Sabe toda aquela velha história do sincretismo no Brasil e de como o povo brasileiro aceita as diferenças raciais, religiosas e regionais numa boa? Se cada vez mais isso me parece uma grande falácia encobertando um preconceito velado, a arte vem talvez para me desmentir, talvez para me dar esperanças que isso ainda seja possível. Digo tudo isso porque, de certa forma, a música do quarteto goiano Chá de Gim pode ser um pequeno passo nessa direção de maior aceitação e – por que não? – de Comunhão. Ainda assim, um passo muito importante.
Através de oito músicas que brincam de “psicodelizar” ritmos tipicamente brasileiros (como Samba, Baião, Música Caipira, Xote e Forró), Comunhão sinaliza nesse caldeirão de regionalismos a real aceitação entre as pessoas de um mesmo povo. Dar o play na obra é, por pouco mais de meia hora, aceitar essas diferenças e perceber que, no fim das contas, somos todos parte de algo muito maior. “E o que é normal se cada um tem uma crença?/E o ser humano só igual em ter diferença”, canta o grupo em Dropei.
Não bastasse essa comunhão de estilos, temas como religião (Cordeiro do Mundo) e empatia (Dropei e Zé) surgem aqui por meio de uma lírica poética e bastante ritmada, como só os ritmos brasileiros se permitem a ser. Na abertura, Maracujá, o quarteto chega de mansinho em um convite ao despertar para esse panorama de falta de aceitação e simpatia com versos como “Despertar sem despertador/Devagar, me espreguiçar/ e o que eu sinto é um imenso sossego”, além de um convite a uma vida mais parcimoniosa (“Gente correndo de lá pra cá/ passam batido, não veem passar o que de bom a vida tem pra dar/ E o presente fica pra trás, com tanta pressa que já não há paz/ Até que a vida um dia então passou).
O disco continua discutindo essas situações na roqueira Dropei e na tão nordestina Baião, um contraste interessante entre músicas que usam recursos sonoros tão diferentes para corroborar uma mensagem tão semelhante.
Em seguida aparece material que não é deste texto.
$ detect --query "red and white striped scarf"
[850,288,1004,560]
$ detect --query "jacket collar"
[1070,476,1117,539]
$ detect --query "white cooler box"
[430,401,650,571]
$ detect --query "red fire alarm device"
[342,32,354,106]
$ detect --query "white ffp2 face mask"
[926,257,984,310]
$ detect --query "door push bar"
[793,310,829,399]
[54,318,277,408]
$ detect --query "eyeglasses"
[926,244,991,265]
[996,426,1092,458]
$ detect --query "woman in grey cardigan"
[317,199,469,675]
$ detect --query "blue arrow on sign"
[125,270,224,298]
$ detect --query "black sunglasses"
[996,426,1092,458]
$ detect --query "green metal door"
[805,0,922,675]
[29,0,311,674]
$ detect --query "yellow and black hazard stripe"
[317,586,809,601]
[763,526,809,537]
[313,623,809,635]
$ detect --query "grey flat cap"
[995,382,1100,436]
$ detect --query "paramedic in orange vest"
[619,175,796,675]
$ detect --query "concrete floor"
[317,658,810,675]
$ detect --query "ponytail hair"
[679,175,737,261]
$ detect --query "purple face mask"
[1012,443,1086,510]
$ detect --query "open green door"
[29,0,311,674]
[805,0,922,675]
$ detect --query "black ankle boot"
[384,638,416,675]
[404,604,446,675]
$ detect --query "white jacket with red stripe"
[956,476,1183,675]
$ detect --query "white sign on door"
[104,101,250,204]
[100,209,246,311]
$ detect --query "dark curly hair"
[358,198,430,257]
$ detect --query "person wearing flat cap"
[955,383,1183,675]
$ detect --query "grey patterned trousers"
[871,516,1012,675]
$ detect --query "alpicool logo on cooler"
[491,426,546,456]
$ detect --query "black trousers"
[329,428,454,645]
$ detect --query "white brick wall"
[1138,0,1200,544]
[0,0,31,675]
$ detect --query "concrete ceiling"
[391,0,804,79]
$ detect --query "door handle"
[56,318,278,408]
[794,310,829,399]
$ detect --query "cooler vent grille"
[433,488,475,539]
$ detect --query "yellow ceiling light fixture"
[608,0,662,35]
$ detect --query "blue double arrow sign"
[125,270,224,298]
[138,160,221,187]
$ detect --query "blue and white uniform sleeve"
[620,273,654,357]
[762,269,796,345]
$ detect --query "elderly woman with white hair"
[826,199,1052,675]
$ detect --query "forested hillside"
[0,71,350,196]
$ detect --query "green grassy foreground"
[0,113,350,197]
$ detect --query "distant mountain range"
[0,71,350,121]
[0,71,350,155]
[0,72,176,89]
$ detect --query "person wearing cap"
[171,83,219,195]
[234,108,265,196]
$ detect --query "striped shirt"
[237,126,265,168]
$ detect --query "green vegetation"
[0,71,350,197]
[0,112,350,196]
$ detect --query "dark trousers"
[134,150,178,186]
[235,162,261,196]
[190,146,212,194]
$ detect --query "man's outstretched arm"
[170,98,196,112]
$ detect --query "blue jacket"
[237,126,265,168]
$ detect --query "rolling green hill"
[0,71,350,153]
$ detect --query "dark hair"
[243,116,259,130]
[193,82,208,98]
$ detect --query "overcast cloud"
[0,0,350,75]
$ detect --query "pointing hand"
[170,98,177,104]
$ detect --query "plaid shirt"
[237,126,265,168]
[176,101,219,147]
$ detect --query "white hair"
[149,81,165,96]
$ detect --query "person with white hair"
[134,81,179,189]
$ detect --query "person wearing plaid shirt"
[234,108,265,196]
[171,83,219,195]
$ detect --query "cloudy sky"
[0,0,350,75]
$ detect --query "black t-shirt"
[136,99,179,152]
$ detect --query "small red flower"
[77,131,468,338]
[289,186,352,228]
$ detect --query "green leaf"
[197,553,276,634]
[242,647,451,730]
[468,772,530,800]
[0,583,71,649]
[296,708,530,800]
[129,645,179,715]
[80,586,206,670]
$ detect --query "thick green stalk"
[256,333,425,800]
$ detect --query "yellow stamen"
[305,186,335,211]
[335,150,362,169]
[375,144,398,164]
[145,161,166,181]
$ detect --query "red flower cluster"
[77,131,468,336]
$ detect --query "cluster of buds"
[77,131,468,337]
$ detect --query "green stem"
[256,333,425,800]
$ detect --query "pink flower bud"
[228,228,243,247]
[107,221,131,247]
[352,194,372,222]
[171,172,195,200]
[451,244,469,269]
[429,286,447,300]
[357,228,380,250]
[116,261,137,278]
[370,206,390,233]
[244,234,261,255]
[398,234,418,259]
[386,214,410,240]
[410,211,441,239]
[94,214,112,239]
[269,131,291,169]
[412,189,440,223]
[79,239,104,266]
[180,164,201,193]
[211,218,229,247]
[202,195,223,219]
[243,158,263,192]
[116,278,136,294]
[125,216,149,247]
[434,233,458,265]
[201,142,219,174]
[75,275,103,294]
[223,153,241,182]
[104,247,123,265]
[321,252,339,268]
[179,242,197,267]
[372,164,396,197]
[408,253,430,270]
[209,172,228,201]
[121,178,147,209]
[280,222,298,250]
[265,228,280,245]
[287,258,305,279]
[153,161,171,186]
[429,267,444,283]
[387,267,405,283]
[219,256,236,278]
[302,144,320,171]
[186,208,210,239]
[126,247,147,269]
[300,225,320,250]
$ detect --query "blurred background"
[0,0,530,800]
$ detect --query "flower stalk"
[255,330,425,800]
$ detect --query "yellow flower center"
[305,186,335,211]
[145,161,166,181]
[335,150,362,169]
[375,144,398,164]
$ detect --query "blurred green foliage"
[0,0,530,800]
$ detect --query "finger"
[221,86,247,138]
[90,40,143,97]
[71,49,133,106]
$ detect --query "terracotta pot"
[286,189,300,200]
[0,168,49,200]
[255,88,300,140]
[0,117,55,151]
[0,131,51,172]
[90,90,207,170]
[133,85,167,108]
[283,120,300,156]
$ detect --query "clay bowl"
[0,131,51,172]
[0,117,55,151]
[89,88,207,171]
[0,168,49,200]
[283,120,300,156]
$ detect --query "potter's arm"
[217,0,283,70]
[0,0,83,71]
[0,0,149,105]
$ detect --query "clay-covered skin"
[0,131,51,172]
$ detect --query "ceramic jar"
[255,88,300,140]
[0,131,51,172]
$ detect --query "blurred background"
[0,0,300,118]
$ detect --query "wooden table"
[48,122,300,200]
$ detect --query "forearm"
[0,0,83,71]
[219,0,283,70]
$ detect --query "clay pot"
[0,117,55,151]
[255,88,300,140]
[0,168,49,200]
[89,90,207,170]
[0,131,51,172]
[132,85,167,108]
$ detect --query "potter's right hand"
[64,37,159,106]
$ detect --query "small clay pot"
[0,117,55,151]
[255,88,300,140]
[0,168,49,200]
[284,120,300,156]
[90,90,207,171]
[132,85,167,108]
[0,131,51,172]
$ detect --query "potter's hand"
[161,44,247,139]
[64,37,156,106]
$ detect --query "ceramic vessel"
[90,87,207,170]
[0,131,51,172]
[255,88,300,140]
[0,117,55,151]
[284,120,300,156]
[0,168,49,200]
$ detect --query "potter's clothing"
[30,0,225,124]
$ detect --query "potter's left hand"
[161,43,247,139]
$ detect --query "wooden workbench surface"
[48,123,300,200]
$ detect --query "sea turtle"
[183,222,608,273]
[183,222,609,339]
Há também espaço para o amor no álbum, com a bela faixa de Benzim. Desplugada, a singela música usa o calor dos instrumentos de corda e uma percussão leve para criar um clima aconchegante a uma letra tão desesperançosa.
A dupla final de músicas fecha o disco escancarando essa mensagem. O poema A Benção denuncia a situação inexorável de diversos brasileiros que convivem com a violência, miséria, fome e descaso. A banda faz isso brilhantemente antes de entoar o verso “O Zé se num esquece quem sou eu/Meu nome é Zé igual ao teu/Da mesma carne, o mesmo pão/Dois em um, bem mais que irmão” em Zé. Um pedido desesperado de empatia quando um dos interlocutores se vê em frente a uma situação desesperadora com o outro Zé.
Voltando ao tal sincretismo e aceitação dos diferentes, Comunhão é um disco certeiro ao discutir esses assuntos de forma aparentemente branda. Ele mostra também que em torno da tão celebrada nova psicodelia de Goias há muito mais que a pura hype, há muito conteúdo, há a celebração da diferença, do que não se encaixa, dos Zés. Em tempos de Bolsonaros e Malafaias, essa é uma mensagem necessária e um álbum que devolve um pouco da fé em um futuro pelo menos mais empático.